その音源がメルセデスとアィヴィの真上をくるくると回りながらまだ異音を奏で続けていた。
「そう! クレイジー! 俺こそがクレイジーバス! その名も!」
「やかましいです」
真上で騒がしく叫び続ける輩に向かってアィヴィはイライラしたように呟き跳びあがると空中で身体を捻るようにして蹴りを繰り出す。
それも割と全力に近い力で。
「ナ、ノォォォォ⁉︎」
下手をすれば城塞すら砕くことすら可能であろう蹴りを喰らい、それは悲鳴を上げながら地面に向かい落下。
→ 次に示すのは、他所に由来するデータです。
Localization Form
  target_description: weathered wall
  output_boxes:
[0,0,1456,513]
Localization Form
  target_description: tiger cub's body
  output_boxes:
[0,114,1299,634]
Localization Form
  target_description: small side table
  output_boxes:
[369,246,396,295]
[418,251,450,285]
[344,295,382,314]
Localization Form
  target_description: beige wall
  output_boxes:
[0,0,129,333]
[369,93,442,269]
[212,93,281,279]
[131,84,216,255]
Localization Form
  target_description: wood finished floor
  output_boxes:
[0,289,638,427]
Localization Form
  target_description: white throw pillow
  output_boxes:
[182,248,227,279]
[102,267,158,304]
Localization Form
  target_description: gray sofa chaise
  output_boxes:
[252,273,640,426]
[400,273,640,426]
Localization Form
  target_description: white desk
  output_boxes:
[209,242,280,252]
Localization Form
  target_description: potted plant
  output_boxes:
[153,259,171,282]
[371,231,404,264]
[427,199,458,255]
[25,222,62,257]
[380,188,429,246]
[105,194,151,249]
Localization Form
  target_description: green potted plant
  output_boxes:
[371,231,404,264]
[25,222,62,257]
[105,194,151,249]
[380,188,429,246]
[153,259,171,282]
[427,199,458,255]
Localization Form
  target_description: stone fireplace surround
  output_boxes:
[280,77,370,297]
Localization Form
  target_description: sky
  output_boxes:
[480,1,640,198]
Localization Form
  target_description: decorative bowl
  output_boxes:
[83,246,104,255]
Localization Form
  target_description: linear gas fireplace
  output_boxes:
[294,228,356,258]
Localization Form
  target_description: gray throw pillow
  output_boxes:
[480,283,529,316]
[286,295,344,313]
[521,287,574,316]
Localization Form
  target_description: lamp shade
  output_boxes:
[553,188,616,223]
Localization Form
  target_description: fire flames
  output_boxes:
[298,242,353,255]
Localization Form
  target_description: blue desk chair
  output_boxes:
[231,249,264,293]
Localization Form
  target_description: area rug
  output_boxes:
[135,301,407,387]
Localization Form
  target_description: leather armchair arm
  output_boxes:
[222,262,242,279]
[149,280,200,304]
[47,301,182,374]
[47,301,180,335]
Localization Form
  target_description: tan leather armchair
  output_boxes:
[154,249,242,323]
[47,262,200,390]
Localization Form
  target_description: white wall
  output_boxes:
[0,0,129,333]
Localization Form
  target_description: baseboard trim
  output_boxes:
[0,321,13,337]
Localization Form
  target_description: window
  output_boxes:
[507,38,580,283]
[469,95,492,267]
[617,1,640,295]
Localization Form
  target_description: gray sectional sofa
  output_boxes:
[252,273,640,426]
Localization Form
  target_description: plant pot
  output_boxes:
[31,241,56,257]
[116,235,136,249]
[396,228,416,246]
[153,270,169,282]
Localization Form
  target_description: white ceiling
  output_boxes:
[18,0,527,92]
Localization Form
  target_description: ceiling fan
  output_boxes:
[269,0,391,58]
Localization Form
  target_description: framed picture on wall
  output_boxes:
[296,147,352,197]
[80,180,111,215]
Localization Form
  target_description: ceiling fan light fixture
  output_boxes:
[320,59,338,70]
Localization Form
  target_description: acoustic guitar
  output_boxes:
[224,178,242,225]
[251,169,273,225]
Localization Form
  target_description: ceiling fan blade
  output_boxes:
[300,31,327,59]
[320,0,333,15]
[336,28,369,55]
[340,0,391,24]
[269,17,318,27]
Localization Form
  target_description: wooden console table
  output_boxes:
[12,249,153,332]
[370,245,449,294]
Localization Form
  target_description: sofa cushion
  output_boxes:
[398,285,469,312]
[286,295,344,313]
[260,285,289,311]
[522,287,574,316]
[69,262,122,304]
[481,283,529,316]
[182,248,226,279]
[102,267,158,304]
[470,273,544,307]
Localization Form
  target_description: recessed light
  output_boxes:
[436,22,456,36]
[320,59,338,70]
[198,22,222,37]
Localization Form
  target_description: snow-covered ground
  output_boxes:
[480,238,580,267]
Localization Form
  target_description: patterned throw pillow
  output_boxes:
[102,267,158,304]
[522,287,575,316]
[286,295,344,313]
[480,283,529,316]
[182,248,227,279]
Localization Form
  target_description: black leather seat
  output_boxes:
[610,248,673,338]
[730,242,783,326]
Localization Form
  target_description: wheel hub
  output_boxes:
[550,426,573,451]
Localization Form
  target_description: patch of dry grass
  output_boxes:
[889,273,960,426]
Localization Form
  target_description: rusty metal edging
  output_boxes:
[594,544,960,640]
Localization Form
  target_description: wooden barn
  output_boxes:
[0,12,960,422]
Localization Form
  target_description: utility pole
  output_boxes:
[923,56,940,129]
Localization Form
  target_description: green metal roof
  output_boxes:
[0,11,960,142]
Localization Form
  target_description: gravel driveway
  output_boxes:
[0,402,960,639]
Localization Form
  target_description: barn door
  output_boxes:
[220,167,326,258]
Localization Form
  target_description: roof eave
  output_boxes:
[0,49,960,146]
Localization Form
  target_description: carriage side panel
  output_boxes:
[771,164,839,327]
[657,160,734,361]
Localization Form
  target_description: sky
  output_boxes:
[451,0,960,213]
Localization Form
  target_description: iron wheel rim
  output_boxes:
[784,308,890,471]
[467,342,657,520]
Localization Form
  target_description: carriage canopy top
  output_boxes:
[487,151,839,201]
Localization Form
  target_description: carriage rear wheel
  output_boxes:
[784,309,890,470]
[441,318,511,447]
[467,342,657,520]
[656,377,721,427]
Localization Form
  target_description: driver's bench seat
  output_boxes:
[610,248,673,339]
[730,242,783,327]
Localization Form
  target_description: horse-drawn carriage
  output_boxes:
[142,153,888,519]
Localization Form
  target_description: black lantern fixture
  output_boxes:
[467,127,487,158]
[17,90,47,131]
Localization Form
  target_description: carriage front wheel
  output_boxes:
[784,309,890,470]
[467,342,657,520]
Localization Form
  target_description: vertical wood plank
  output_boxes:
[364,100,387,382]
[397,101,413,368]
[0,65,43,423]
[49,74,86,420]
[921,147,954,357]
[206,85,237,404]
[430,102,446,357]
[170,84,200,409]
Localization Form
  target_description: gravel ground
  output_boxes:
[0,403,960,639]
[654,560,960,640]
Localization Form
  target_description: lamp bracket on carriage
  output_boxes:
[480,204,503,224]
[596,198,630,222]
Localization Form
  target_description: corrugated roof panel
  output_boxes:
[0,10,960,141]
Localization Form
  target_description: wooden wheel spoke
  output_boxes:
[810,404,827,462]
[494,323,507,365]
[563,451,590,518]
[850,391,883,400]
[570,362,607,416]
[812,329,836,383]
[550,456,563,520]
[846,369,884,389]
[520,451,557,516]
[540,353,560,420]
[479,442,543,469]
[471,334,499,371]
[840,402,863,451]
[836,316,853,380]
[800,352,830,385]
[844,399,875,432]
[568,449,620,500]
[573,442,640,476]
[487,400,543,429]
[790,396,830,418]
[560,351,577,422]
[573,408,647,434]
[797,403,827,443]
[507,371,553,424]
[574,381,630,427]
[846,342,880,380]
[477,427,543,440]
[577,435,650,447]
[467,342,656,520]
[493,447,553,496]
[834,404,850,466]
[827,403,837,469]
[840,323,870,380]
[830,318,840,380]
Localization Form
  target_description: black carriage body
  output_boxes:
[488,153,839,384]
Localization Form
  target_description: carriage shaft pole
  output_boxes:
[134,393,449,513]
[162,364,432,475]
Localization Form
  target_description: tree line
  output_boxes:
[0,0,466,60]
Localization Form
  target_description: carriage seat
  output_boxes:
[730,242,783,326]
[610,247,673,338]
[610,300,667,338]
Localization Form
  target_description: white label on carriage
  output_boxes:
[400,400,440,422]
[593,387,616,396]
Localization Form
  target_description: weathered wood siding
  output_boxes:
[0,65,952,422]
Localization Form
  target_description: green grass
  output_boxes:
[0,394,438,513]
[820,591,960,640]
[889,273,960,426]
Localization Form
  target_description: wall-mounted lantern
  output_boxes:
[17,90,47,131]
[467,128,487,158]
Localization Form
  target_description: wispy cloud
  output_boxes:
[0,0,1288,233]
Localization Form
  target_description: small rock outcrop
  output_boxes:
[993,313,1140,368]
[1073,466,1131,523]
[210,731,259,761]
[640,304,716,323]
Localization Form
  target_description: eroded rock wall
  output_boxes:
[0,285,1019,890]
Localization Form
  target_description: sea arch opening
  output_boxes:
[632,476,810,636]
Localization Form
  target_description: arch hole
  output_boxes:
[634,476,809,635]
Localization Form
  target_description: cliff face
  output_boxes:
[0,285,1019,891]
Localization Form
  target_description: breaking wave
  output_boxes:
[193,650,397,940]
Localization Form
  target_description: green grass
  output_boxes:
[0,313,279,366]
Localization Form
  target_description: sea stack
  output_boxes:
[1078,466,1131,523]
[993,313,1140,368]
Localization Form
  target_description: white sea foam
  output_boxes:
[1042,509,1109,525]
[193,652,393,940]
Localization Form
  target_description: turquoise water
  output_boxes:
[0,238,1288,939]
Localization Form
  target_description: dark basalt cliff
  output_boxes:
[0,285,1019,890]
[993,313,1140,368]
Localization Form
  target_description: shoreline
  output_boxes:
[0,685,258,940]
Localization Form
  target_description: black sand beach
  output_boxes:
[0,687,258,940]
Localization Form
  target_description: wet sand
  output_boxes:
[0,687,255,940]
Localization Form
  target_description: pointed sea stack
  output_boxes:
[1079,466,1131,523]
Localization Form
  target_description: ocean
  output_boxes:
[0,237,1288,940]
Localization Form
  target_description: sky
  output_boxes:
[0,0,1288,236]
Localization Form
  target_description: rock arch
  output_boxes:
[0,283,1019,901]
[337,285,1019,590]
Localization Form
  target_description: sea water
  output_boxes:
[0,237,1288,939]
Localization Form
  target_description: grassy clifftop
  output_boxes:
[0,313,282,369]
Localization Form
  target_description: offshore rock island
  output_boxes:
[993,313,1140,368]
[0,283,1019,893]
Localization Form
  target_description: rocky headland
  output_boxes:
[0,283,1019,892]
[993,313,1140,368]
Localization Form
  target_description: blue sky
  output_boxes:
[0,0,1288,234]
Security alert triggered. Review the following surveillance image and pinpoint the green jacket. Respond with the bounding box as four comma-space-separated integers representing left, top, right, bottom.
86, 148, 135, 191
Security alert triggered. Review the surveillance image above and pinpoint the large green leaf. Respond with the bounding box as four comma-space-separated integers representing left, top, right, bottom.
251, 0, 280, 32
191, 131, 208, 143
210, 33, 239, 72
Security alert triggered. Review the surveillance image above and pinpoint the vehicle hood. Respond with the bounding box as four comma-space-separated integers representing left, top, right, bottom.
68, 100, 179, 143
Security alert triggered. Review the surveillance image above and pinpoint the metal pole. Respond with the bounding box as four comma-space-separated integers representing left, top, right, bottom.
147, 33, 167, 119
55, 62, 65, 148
地面に叩きつけられ、砂埃を盛大に撒き散らしていった。
「てめえ! 公式魔女バスである俺様に向かって何をしやがる! 戦争か! 戦争すんのかコラァ!」
砂埃の中から怒声が飛んでくるのだがアィヴィは着地後に付いた靴の汚れを払い無視、メルセデスは苦笑を浮かべているような状態だ。
「やあ、ナバル。相変わらず君は騒々しいね」
「んん? その声は異端児巨乳メルセデスちゃん!」
「異端児巨乳ってなにさ⁉︎」
砂埃が開け、そこから姿を見せたのは巨大な黒いバスだった。ただし、正面に人の顔が付いているという異様なものだが。
金の髪で整った容姿、美形とも言っても過言ではないだろう。
顔だけがバスの前面にくっついている状態じゃなければだが。
「お前くらいだよ。このナバル様に蹴りを食らわしてくるのは」
頰に蹴り跡をつけたナバルがアィヴィを睨みつけるわけだがアィヴィは変わらず無表情。しかし、僅かばかりその顔には苛立ちのようなものが見て取れた。
「黙りなさい。この本能に忠実なゴーレムの面汚しが」
「おぅおぅ、犬のように尻尾を振る忠犬ゴーレムさんが俺様に向かって吠えてきてるぜ。いいか? 巨乳はロマンだ。レディの胸には夢が詰まってるんだよ! お前みたいなストーンなゴーレムには詰まってないがな!」
「……潰す」
頭の巻き鍵を静かに巻きながらアィヴィがゆっくりと歩みを進める。
「あ、アィヴィ! ここでやりあっちゃダメだよ!」
それに慌てたメルセデスがアィヴィの前に両手を広げて立ちはだかった。
「どいてマスター、そいつ殺れない」
「そんなことしたらボクたち魔女界にいけなくなるじゃない!」
「そうだぜ、俺様を壊せばお前らは魔女界に行けないからな」
ヘッヘッヘとナバルは笑う。
公式魔女バス、ナバル。
彼こそが異界に存在する魔女界と人間界とを行き来することのできる存在なのだ。
「ほら、やってみ? 力一杯壊してみろよぉぉ」
自分が壊されないということがわかっているからこそナバルはウザいくらいに挑発してきた。
そのせいでアィヴィの怒りメーターがガンガン上がっているのだがそんなことナバルには関係なかった。
「アィヴィ」
「分かってます。ここではやりません。ええ、ここでは」
怒りを通り越して完全に無表情と化したアィヴィにビクビクしながらもメルセデスは未だ挑発をし続けるナバルへと乗り込んでいくのであった。